My current implementation is somewhat like

int offset = 0;
double d = 1211.11;
long integerPart = (long) d;
byte[] b = new byte[16];

offset += addToByteArray(integerPart, b, offset); 
//implementation to add each digit to byte array, returns new offset

int lengthDecimal = 16 - offset;
if(lengthDecimal > 0)
b[offset++] = '.';
long tmp = 1;

for(int i=0; i<lengthDecimal; i++){
 tmp = tmp * 10;
 int digit = (int)(((long) (d * tmp)) % 10);
 b[offset++] = (byte) ('0' + digit);
}

Then the byte array is manipulated to trim later zeros and '.' if required.

The problem is if I check the byte array, I don't find the exact digits. Since, I'm using double, the precision of decimal point is lost while working.

I've searched and found everywhere to use BigDecimal.
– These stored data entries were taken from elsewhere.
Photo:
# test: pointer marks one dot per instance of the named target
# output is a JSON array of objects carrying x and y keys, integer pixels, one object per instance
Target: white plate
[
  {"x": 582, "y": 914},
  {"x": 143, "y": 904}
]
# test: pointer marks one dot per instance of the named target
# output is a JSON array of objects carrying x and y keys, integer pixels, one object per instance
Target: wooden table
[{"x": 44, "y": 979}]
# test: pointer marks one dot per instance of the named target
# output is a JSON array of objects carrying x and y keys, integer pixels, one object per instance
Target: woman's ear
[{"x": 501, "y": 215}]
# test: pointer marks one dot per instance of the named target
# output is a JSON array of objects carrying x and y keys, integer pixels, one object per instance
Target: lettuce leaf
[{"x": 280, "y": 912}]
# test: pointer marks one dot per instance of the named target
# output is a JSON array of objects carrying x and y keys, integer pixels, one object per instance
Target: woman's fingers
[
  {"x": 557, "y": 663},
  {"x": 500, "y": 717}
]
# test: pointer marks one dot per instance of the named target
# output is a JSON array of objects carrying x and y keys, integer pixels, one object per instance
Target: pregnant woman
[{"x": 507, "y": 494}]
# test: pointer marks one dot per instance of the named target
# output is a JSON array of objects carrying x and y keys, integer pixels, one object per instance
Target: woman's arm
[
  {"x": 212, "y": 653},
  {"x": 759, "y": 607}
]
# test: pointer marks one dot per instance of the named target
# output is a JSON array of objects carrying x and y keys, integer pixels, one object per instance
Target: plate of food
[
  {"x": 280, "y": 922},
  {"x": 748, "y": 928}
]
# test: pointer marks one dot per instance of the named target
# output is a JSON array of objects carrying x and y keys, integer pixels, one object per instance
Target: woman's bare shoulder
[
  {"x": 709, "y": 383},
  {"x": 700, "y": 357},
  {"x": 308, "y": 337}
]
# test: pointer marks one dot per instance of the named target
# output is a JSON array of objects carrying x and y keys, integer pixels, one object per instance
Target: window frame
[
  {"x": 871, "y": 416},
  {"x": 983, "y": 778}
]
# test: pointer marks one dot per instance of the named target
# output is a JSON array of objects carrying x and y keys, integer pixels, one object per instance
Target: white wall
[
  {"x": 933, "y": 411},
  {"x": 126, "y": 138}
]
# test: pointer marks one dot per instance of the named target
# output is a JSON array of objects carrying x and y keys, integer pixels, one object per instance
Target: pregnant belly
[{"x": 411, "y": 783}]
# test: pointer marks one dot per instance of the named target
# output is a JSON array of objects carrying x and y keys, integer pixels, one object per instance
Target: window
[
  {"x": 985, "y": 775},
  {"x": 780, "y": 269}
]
The use of BigDecimal seems to work fine but I'm worried about the performance and number of objects created as this part of the code is hit frequently.

I've also tried to work with String like this

String doubleNumber = Double.toString(d);
long fractionalPart = 0;

offset += addToByteArray(integerPart, b, offset); 
if(doubleNumber.substring(doubleNumber.indexOf(".")).length() > 0) {
  fractionalPart = Long.valueOf(doubleNumber.substring(doubleNumber.indexOf(".") + 1));
  b[offset++] = '.';
  offset += addToByteArray(fractionalPart, b, offset);
}

Please suggest me the best approach for the purpose.

Answer 1

byte[] bytes = new byte[8];
java.nio.ByteBuffer.wrap(bytes).putDouble(yourDouble);